You should also be scrupulous about checking the identity of beneficiaries. While a ‘Tichborne Claimant’ scenario is fairly unlikely, it’s more probable that you will pay the wrong person. For example: solicitors distributed an estate and sent the funds by CHAPS payment to the beneficiaries who were all living overseas. The main beneficiary, the deceased’s son, shared the same initial and surname as his own son, who was due to receive a small legacy. Payment was sent to the grandson by mistake. The grandson claimed that he was unaware of the amount he was due to receive, and delighted to find it was such a large sum, he immediately spent it. He was not on good terms with his father and refused to return the money. The chances of recovery were so low (and the costs of doing so overseas so high) that insurers had to pay the money again to the father.

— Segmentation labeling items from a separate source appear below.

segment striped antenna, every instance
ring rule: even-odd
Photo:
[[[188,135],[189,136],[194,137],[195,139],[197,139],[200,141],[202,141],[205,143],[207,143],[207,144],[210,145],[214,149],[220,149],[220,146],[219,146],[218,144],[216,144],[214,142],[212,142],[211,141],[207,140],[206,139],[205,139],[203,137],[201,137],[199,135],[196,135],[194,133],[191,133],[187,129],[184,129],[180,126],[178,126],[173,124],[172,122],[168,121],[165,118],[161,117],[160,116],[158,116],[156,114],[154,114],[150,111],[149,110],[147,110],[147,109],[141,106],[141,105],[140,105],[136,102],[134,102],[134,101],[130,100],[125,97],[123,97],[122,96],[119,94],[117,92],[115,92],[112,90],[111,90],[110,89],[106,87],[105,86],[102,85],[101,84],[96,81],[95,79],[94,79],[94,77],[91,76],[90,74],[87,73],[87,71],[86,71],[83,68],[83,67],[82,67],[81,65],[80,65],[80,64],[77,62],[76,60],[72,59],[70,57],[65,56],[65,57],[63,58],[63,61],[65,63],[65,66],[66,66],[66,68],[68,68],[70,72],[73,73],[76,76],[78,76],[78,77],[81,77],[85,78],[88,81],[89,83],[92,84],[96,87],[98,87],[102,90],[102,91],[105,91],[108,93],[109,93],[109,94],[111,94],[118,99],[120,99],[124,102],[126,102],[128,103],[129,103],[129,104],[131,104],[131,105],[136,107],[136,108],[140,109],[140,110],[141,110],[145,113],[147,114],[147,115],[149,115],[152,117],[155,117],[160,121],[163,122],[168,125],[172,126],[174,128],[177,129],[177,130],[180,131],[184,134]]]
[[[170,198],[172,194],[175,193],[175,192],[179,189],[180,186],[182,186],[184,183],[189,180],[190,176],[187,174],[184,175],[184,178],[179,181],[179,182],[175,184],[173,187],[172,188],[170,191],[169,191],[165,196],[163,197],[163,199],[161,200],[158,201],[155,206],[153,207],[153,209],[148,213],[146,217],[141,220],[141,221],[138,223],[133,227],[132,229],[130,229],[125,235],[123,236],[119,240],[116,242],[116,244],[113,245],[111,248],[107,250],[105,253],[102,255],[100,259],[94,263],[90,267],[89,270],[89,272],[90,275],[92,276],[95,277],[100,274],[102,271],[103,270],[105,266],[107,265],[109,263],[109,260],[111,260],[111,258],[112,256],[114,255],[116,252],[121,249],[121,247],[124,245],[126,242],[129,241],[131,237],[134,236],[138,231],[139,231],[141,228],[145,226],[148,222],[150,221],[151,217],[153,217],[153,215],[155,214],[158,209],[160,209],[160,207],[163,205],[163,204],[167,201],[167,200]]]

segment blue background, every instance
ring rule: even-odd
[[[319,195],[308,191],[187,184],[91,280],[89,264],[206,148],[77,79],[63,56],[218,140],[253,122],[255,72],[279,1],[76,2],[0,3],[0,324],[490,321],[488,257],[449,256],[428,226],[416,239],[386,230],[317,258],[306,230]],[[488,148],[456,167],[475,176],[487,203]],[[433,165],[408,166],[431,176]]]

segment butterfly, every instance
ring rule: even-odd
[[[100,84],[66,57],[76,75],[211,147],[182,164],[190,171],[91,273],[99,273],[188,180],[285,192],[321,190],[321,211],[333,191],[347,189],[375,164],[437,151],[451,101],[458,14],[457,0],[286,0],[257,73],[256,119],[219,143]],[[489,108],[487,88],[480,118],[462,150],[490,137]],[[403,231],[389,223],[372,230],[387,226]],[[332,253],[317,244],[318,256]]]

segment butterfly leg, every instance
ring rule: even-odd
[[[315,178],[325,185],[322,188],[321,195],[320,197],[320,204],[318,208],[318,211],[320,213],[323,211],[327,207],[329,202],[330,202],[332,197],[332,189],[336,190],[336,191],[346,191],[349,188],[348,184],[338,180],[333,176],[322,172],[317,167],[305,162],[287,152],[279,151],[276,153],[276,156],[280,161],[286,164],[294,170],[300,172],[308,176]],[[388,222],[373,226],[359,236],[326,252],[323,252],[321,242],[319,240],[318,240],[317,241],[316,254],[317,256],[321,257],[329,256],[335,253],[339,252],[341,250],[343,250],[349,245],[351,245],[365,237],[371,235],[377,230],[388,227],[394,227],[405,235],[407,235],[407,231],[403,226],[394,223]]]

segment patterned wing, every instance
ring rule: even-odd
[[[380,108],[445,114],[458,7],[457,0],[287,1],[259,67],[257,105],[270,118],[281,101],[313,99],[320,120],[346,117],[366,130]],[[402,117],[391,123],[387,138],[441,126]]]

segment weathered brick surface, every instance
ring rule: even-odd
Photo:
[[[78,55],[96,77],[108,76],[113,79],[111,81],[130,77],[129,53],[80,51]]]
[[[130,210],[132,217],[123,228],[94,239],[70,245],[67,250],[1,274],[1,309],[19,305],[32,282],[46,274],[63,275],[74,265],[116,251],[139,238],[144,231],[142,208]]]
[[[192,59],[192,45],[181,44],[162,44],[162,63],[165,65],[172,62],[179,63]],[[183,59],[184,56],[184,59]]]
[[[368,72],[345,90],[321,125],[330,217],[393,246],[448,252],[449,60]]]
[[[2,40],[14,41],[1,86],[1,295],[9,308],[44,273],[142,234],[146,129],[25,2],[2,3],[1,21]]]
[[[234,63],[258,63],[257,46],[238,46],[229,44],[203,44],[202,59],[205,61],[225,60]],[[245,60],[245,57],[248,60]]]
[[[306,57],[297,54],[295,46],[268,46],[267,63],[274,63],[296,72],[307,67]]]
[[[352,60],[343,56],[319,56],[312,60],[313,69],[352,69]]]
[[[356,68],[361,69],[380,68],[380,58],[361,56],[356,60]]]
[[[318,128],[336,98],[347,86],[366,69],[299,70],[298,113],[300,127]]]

A bankruptcy search against all beneficiaries is recommended because you can’t assume that family members will know if a distant relative has been made bankrupt, or indeed that they will tell you if they do know. Payment in these circumstances is likely to result in a claim from the trustee in bankruptcy to recover the sum paid to the beneficiary.

Unfortunately, the greatest risk of fraud comes not from clients but within your firm. Probate and trusts work is high risk in this respect, because it is relatively easy for practitioners to withdraw money without the client noticing, at least at first. This is one of the reasons why a firm’s file audit procedure should include all areas of work and all fee-earners, including partners. It is not unusual for probate fraud to be committed by someone who has worked at the firm for years, who was a trusted employee and who received minimal supervision for exactly these reasons.

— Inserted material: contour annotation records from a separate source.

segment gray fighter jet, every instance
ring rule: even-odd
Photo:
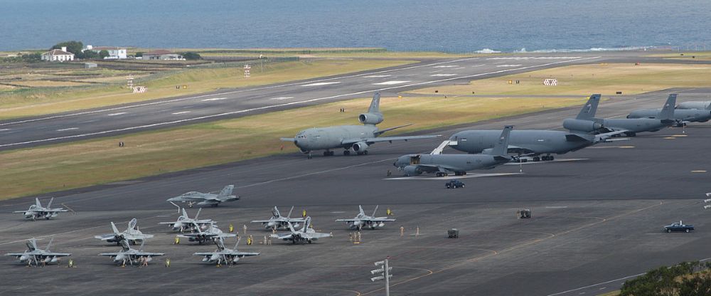
[[[599,124],[599,132],[621,132],[628,137],[634,137],[638,132],[656,132],[675,125],[674,105],[676,94],[669,95],[658,115],[656,118],[594,118],[592,122]]]
[[[143,242],[145,239],[154,236],[152,234],[144,234],[139,230],[137,224],[138,224],[138,220],[134,218],[129,221],[129,226],[125,231],[119,231],[119,228],[116,228],[116,224],[112,222],[111,228],[114,231],[113,233],[95,236],[94,238],[109,243],[116,243],[117,245],[120,244],[122,240],[127,240],[131,244],[135,245],[137,242]]]
[[[183,214],[178,217],[175,222],[161,222],[159,224],[166,224],[171,227],[174,231],[179,231],[181,233],[188,231],[196,231],[198,229],[206,229],[210,225],[217,223],[210,219],[198,220],[200,216],[200,211],[203,208],[198,209],[198,213],[195,214],[195,218],[190,218],[185,208],[182,208]]]
[[[508,139],[508,153],[519,156],[530,156],[534,162],[554,160],[554,154],[563,154],[579,150],[590,145],[607,142],[622,132],[611,132],[592,134],[602,125],[592,121],[597,111],[600,95],[590,96],[575,118],[563,121],[563,127],[568,132],[528,130],[511,131]],[[453,134],[447,143],[449,147],[468,153],[481,153],[493,148],[499,142],[500,130],[465,130]],[[542,157],[540,157],[542,155]],[[526,158],[518,158],[526,162]]]
[[[125,266],[126,263],[133,265],[134,262],[139,264],[144,262],[147,264],[149,262],[153,260],[154,257],[166,255],[164,253],[144,252],[143,245],[145,243],[145,241],[141,243],[141,247],[138,250],[136,250],[131,248],[131,246],[129,245],[129,243],[126,240],[122,240],[119,242],[121,250],[115,253],[102,253],[99,255],[111,257],[114,263],[119,263],[122,266]]]
[[[375,212],[378,211],[378,206],[375,206],[375,209],[373,211],[373,216],[365,215],[365,212],[363,211],[363,207],[360,206],[358,206],[358,210],[360,211],[356,218],[352,219],[337,219],[336,222],[346,222],[348,224],[348,228],[351,229],[358,229],[361,230],[364,227],[370,229],[375,229],[376,228],[380,228],[385,226],[385,222],[395,221],[395,219],[392,219],[387,217],[376,217]]]
[[[289,215],[286,217],[282,216],[282,214],[279,212],[279,209],[276,206],[272,210],[272,217],[269,220],[254,220],[250,223],[261,223],[262,225],[266,229],[279,229],[279,228],[287,228],[288,223],[291,223],[292,226],[294,228],[299,228],[299,223],[304,222],[303,218],[290,218],[292,216],[292,211],[294,211],[294,206],[292,206],[292,209],[289,210]]]
[[[705,103],[705,102],[700,102]],[[632,111],[627,118],[659,118],[661,109],[639,109]],[[690,122],[706,122],[711,119],[711,105],[705,109],[679,109],[674,110],[675,125],[681,127]]]
[[[676,110],[687,109],[711,109],[711,101],[689,101],[680,102],[676,106]]]
[[[180,234],[178,236],[181,238],[188,238],[190,241],[196,241],[198,244],[202,245],[203,243],[208,240],[215,240],[218,238],[231,238],[233,236],[237,236],[236,234],[232,233],[223,233],[218,226],[215,224],[210,224],[208,229],[203,231],[199,228],[198,228],[198,232],[188,233],[188,234]]]
[[[304,222],[304,227],[301,230],[294,230],[294,227],[292,226],[290,223],[287,223],[287,226],[289,226],[289,230],[291,232],[272,234],[271,236],[274,238],[279,238],[283,240],[291,240],[292,243],[296,243],[297,242],[311,243],[312,241],[316,240],[319,238],[333,237],[329,233],[316,232],[314,228],[311,228],[310,227],[311,217],[306,217],[306,221]]]
[[[436,173],[437,176],[447,176],[450,173],[461,176],[468,171],[493,169],[513,159],[507,154],[513,128],[510,125],[504,127],[493,148],[484,149],[481,154],[440,154],[437,153],[438,147],[429,154],[403,155],[392,164],[403,171],[405,176],[422,173]]]
[[[218,194],[206,193],[198,191],[190,191],[178,196],[168,199],[169,202],[188,203],[188,206],[192,208],[193,204],[198,206],[218,206],[220,203],[226,201],[235,201],[240,199],[240,196],[232,195],[232,191],[235,189],[235,185],[228,185]]]
[[[240,244],[242,238],[237,239],[235,248],[228,249],[225,248],[225,241],[222,238],[215,240],[215,244],[218,245],[218,249],[214,252],[198,252],[193,254],[193,256],[203,256],[203,262],[217,263],[218,265],[224,263],[227,265],[236,264],[240,259],[245,257],[256,256],[259,253],[240,252],[237,250],[237,245]]]
[[[53,197],[49,200],[49,204],[47,204],[47,207],[45,208],[40,203],[40,199],[35,198],[35,204],[30,206],[30,208],[27,211],[15,211],[13,213],[22,213],[25,214],[25,218],[31,218],[32,221],[36,221],[38,218],[49,220],[50,218],[56,217],[60,212],[69,211],[63,208],[52,208],[52,201],[54,201]]]
[[[363,125],[314,127],[299,132],[295,137],[281,138],[281,140],[294,142],[302,153],[308,154],[309,158],[311,158],[311,152],[314,150],[325,150],[324,156],[333,156],[333,152],[331,150],[339,148],[345,149],[343,155],[349,155],[351,152],[358,155],[367,154],[368,147],[379,142],[392,142],[397,140],[407,141],[439,137],[430,135],[379,137],[385,132],[410,125],[378,130],[375,125],[383,120],[383,113],[380,111],[380,94],[375,92],[368,112],[358,116],[358,120]]]
[[[72,254],[68,253],[55,253],[50,251],[49,248],[52,245],[52,240],[53,240],[54,237],[52,237],[49,240],[49,243],[47,244],[47,248],[42,250],[37,247],[37,240],[30,238],[27,240],[27,250],[23,253],[10,253],[5,255],[16,257],[20,262],[23,263],[26,262],[27,265],[34,265],[35,266],[55,263],[59,262],[59,258],[61,257],[72,255]]]

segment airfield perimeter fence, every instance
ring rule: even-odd
[[[141,75],[141,77],[136,78],[133,80],[134,85],[142,85],[149,82],[156,80],[161,78],[164,78],[170,77],[172,75],[182,74],[184,73],[188,73],[190,71],[200,70],[200,69],[219,69],[219,68],[234,68],[235,69],[242,69],[245,65],[250,65],[255,67],[260,64],[260,63],[264,63],[266,65],[267,63],[274,64],[277,63],[286,63],[286,62],[295,62],[299,61],[299,57],[267,57],[262,58],[263,60],[260,60],[258,58],[251,58],[249,59],[242,59],[242,60],[232,60],[234,58],[230,58],[230,59],[223,59],[210,58],[211,63],[205,63],[203,64],[196,64],[196,65],[183,65],[181,68],[166,68],[165,70],[146,70],[135,68],[133,75],[139,75],[141,72],[151,71],[151,74],[147,75]],[[76,64],[72,64],[73,65]],[[43,65],[43,68],[46,65],[47,68],[57,68],[60,64],[50,64]],[[122,67],[119,69],[123,71],[132,72],[129,67],[131,65],[126,65],[124,67]],[[66,66],[65,65],[63,66]],[[75,68],[76,70],[83,69],[83,64],[81,66],[71,67],[72,68]],[[107,67],[107,68],[116,68],[115,67]],[[49,86],[49,87],[27,87],[26,85],[22,85],[19,84],[14,84],[11,82],[4,82],[0,81],[0,83],[9,86],[14,86],[16,88],[8,90],[0,90],[0,100],[3,97],[9,97],[14,96],[21,96],[21,97],[31,97],[33,95],[52,95],[58,93],[62,92],[70,92],[75,91],[89,91],[89,90],[99,90],[102,89],[109,89],[115,88],[119,90],[124,88],[127,90],[127,80],[124,79],[123,80],[117,80],[112,82],[86,82],[86,81],[75,81],[75,80],[65,80],[67,82],[76,82],[79,83],[82,83],[81,85],[70,85],[70,86]],[[127,90],[128,92],[128,90]],[[0,100],[0,104],[2,101]]]

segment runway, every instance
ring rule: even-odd
[[[546,68],[614,58],[594,55],[428,60],[358,73],[0,121],[0,150],[235,118],[356,97],[466,83]],[[514,60],[511,60],[514,58]],[[512,60],[515,60],[513,64]]]
[[[657,106],[671,92],[680,92],[680,100],[707,97],[698,90],[684,89],[620,97],[602,102],[598,115],[617,117],[634,107]],[[510,124],[521,130],[560,129],[562,119],[578,109],[427,132],[449,135]],[[57,193],[55,204],[76,214],[48,221],[25,221],[9,213],[26,209],[33,199],[0,202],[0,253],[21,251],[23,240],[31,237],[45,237],[40,244],[46,244],[48,236],[55,235],[53,250],[73,253],[78,265],[30,268],[4,258],[0,276],[15,284],[4,285],[0,293],[382,295],[383,283],[371,282],[369,270],[373,262],[387,255],[394,268],[393,295],[596,295],[619,288],[624,280],[619,279],[661,265],[710,257],[711,231],[702,201],[709,175],[702,172],[711,171],[706,161],[711,157],[707,123],[556,156],[584,160],[477,172],[501,175],[465,179],[464,189],[446,189],[445,181],[435,178],[386,179],[388,169],[391,177],[401,176],[392,166],[397,157],[429,152],[441,140],[378,144],[360,157],[275,156]],[[272,206],[285,213],[294,205],[295,213],[306,210],[315,228],[332,232],[333,238],[303,245],[277,241],[242,245],[240,250],[262,255],[229,268],[191,256],[213,246],[172,245],[175,234],[157,224],[176,216],[176,208],[165,200],[229,184],[236,185],[242,199],[205,208],[201,218],[218,220],[223,230],[232,223],[241,231],[248,221],[267,218]],[[380,205],[379,216],[389,208],[397,221],[364,231],[363,243],[352,244],[345,224],[335,219],[355,216],[359,204],[366,212]],[[517,219],[515,211],[522,208],[531,208],[533,218]],[[191,215],[196,211],[189,210]],[[117,248],[93,236],[109,231],[111,221],[122,222],[120,228],[133,217],[141,231],[156,235],[145,250],[168,253],[170,268],[160,260],[148,268],[120,268],[96,255]],[[662,232],[663,225],[678,220],[697,230]],[[444,238],[450,228],[459,229],[461,238]],[[267,233],[248,226],[247,234],[257,241]],[[47,289],[50,285],[56,287]]]

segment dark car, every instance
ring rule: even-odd
[[[450,189],[452,188],[464,188],[464,184],[461,183],[459,180],[450,180],[444,184],[444,186]]]
[[[694,226],[691,224],[684,224],[681,221],[678,223],[673,223],[671,225],[668,225],[664,226],[664,230],[666,232],[672,231],[684,231],[689,232],[694,230]]]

Be wary of anyone who seems to be living a lifestyle beyond their means or beyond their income, as far as it is known to you. There may be entirely legitimate reasons for them to have an expensive car, exotic holidays or a large house – they may have inherited wealth, had a gambling win or have made wise property investments – but it might make you curious. Fraudsters will often begin with very small sums and then increase the amounts stolen when they find the theft is undetected; often the fraud is discovered by chance rather than being picked up by auditors.

For example: X, a partner in a small provincial firm, seemed to have an enviable lifestyle including a high-performance car and holidays in the Seychelles. His wife ran a small business and his partners assumed that this must be doing very well indeed as his earnings from the practice were not substantial. The business was in fact doing very badly and X was using clients’ funds to pay the outgoings on it as well as to pay for their lifestyle.

Simple systems can help to reduce the risk of fraud. Regular, random file audits should assist with this. Systems that require cheques to have the name of the client file as well as the payee, or a copy of the bill or invoice attached to them, should be in place in any event. Your firm’s management information or accounts systems should be able to pick up any unusual activity – sadly, this sort of theft is sometimes not only from estates, but also from the funds of clients living in care homes or sheltered accommodation.

The best protection against both fraud and negligence is to have an open atmosphere, where any concerns or problems can be aired with colleagues. All instructions, telephone calls, emails and client meetings should be recorded on the file so that if the fee-earner is absent at any time, a colleague can pick the file up and deal with it. Make sure that support staff are trained in both procedures and risk, so that they too understand the importance of keeping file notes. The risk of a negligence claim can never be removed entirely – a disgruntled beneficiary will look for someone to blame if they don’t get what they were expecting – but you can make it harder for a claimant and easier for your insurers to defend any claim if you have followed the rules and kept good records.